The filing puts CPAC, one of the nation's most influential conservative organizations, at odds with Nexstar's plan to merge with Tegna — a move that would give the liberal media group over 80% market reach — in clear violation of federal law which only allows a 39% reach.
The filing, submitted in 2025 by the CPAC Foundation's Center for Regulatory Freedom (CRF) as part of the FCC's quadrennial proceeding, reinforces a core conservative belief: Broadcast regulation should serve the public interest, localism, and diverse viewpoints rather than simply deregulating markets.
Since there are only four highly rated TV licenses in almost all markets, CPAC and others note that deregulation would open the door for a handful of companies owning almost all the major TV stations across the nation.
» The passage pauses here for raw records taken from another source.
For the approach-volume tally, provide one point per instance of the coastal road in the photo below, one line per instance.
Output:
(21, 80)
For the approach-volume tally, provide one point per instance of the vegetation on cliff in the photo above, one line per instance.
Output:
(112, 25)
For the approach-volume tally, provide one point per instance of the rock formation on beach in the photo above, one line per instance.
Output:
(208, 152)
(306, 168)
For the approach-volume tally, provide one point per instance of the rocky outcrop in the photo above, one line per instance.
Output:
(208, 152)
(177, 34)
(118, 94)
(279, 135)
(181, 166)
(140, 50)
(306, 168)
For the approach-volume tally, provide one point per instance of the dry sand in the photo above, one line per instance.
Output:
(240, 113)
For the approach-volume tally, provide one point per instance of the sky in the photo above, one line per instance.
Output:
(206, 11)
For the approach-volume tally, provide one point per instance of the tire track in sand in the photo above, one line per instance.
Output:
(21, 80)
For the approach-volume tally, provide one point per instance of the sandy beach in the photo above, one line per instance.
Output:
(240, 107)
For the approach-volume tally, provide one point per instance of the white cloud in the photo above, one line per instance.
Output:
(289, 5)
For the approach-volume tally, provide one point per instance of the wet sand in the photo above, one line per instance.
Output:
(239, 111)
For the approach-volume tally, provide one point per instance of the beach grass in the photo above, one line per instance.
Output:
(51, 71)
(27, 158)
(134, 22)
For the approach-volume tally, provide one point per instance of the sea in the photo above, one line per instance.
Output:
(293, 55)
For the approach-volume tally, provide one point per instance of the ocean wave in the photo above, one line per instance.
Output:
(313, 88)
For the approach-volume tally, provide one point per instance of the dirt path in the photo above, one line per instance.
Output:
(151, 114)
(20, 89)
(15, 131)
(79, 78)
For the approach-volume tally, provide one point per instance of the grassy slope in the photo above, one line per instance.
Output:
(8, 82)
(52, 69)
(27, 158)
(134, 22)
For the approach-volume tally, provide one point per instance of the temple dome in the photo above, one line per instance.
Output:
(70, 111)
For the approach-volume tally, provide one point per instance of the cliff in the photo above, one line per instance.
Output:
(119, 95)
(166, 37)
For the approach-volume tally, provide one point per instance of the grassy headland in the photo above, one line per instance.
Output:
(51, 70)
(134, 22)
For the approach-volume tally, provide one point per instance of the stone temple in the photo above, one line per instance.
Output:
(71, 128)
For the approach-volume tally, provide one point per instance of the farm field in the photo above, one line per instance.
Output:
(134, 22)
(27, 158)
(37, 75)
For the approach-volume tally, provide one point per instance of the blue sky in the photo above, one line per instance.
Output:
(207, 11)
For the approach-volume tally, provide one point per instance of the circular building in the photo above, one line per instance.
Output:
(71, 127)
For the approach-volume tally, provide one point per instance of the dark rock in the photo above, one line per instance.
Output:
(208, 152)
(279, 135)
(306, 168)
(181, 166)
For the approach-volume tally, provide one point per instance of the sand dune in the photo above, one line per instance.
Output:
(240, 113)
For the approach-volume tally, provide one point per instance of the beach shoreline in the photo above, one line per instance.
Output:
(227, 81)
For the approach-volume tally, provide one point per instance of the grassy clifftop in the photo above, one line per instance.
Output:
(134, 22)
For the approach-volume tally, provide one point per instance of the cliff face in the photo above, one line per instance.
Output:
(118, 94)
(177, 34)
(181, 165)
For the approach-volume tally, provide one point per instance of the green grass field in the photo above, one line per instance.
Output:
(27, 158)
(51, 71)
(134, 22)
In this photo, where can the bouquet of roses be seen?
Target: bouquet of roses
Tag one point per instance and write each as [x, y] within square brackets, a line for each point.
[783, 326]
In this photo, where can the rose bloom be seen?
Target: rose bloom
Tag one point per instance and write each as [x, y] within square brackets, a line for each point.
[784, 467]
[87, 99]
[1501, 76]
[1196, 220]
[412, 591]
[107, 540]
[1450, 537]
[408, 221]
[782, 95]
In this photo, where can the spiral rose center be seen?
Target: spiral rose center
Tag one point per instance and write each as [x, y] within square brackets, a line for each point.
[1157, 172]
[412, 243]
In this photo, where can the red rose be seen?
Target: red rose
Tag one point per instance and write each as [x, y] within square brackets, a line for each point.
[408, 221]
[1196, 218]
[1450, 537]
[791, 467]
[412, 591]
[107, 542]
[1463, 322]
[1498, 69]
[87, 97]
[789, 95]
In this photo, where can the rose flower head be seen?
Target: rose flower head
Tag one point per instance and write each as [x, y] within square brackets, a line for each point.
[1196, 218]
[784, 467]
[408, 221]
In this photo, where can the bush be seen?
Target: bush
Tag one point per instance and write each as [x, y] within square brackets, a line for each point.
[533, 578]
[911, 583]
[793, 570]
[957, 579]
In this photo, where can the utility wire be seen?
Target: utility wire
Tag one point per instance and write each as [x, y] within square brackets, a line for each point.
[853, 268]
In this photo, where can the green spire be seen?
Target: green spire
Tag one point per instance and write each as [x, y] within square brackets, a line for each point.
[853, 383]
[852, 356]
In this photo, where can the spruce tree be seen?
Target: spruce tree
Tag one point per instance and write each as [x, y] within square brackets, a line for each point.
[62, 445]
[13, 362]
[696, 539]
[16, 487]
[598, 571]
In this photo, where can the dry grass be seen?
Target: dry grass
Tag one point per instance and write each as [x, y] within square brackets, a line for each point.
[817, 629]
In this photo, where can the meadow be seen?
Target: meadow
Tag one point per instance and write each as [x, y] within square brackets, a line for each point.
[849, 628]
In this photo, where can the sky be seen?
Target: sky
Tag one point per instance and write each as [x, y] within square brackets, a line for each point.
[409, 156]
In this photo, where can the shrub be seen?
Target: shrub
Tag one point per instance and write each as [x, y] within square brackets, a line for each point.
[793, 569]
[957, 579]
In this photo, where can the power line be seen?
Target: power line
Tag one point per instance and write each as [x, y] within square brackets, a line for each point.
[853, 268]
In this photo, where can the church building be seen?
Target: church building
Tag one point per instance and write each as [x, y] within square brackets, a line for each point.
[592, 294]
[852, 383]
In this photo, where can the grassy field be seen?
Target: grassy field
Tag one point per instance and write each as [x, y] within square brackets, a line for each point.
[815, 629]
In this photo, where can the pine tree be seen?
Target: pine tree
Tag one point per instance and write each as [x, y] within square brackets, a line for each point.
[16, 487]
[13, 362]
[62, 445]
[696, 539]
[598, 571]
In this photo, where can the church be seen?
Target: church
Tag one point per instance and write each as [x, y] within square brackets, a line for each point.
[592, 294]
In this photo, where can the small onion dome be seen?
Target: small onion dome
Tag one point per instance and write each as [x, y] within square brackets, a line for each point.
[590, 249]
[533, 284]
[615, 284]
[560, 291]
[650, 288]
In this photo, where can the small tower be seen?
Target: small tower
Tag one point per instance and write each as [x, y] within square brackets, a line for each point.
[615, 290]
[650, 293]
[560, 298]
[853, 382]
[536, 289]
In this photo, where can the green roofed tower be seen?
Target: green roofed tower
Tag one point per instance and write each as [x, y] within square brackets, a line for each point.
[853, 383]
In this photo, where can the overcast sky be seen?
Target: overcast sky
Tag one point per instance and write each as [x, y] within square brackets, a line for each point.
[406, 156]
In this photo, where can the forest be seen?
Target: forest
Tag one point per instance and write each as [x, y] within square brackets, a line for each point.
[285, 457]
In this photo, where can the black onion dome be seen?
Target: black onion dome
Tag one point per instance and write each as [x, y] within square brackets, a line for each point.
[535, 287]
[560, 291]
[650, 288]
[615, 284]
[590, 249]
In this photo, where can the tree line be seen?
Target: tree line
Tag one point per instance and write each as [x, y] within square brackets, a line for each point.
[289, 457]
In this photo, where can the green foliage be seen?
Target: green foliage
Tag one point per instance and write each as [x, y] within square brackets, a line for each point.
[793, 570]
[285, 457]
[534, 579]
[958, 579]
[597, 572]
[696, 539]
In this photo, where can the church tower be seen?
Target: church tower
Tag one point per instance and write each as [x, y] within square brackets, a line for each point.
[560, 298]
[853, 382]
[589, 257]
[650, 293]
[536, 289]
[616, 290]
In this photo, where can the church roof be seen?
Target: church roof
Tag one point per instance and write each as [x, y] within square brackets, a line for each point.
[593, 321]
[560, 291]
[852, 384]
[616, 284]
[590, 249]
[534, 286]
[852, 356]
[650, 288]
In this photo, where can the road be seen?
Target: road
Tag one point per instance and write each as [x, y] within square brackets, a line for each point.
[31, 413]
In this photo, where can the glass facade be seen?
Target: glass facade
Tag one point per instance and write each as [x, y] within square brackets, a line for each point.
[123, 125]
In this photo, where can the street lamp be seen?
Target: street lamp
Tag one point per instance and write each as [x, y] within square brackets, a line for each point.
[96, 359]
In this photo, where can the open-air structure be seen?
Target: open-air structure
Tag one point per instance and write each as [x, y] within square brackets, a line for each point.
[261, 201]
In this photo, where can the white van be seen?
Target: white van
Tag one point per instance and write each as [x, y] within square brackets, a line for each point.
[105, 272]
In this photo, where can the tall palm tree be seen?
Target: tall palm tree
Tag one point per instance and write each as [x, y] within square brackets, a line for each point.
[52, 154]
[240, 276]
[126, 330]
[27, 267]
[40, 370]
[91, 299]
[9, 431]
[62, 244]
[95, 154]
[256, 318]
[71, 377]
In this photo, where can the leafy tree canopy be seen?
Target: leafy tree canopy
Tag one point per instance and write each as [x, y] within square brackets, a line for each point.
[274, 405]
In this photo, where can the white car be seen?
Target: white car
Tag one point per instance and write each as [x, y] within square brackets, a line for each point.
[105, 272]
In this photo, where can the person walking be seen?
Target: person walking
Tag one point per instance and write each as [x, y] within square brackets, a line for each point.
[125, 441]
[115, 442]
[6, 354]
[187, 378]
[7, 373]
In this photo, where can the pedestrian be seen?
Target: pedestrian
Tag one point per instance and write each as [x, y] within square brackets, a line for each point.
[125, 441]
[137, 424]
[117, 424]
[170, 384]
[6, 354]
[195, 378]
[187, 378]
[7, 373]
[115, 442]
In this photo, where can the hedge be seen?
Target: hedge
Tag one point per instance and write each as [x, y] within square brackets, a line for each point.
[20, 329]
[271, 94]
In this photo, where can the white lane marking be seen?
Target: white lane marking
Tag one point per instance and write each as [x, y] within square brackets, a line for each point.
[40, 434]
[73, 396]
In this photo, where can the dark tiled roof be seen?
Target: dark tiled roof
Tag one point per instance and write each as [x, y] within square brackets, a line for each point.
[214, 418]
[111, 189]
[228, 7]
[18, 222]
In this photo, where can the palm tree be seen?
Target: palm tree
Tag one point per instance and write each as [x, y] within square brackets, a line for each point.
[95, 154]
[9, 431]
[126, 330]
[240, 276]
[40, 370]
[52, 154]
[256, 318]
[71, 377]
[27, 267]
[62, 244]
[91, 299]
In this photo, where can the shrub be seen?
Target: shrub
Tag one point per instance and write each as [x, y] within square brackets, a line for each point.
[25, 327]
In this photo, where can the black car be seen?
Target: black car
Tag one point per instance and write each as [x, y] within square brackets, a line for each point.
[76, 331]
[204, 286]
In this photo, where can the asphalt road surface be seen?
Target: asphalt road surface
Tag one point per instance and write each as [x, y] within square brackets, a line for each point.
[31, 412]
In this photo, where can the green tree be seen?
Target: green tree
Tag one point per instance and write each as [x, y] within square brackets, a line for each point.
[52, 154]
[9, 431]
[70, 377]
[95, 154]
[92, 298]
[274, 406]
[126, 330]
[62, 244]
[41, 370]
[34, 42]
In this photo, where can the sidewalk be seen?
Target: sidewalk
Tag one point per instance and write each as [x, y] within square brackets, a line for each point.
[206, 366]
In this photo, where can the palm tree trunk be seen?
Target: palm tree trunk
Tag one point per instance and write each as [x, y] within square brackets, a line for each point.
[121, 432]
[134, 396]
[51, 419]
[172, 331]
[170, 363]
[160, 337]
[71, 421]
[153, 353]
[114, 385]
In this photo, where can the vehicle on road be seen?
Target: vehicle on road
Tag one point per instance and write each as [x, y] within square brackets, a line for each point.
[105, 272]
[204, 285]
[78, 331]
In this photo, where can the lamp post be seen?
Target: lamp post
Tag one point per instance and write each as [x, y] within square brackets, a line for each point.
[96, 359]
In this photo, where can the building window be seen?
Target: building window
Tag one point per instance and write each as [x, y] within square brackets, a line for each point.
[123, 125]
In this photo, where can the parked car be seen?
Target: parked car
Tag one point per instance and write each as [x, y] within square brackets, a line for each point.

CPAC's comments directly challenge proposals from broadcasters and some FCC voices to relax or eliminate restrictions such as the national television ownership cap.
The cap was first instituted by then-President Ronald Reagan to limit major networks and station groups from owning a majority of stations across the nation.
In 2004, Congress codified the Reagan cap, limiting networks to owning stations that reached no more than 39% of U.S. households.
CPAC argues that the FCC was created to ensure the obligations of TV license holders — including their duty to serve local communities with news, public affairs, and emergency information.
CPAC says these requirements cannot be preserved if ownership is concentrated among a handful of large conglomerates.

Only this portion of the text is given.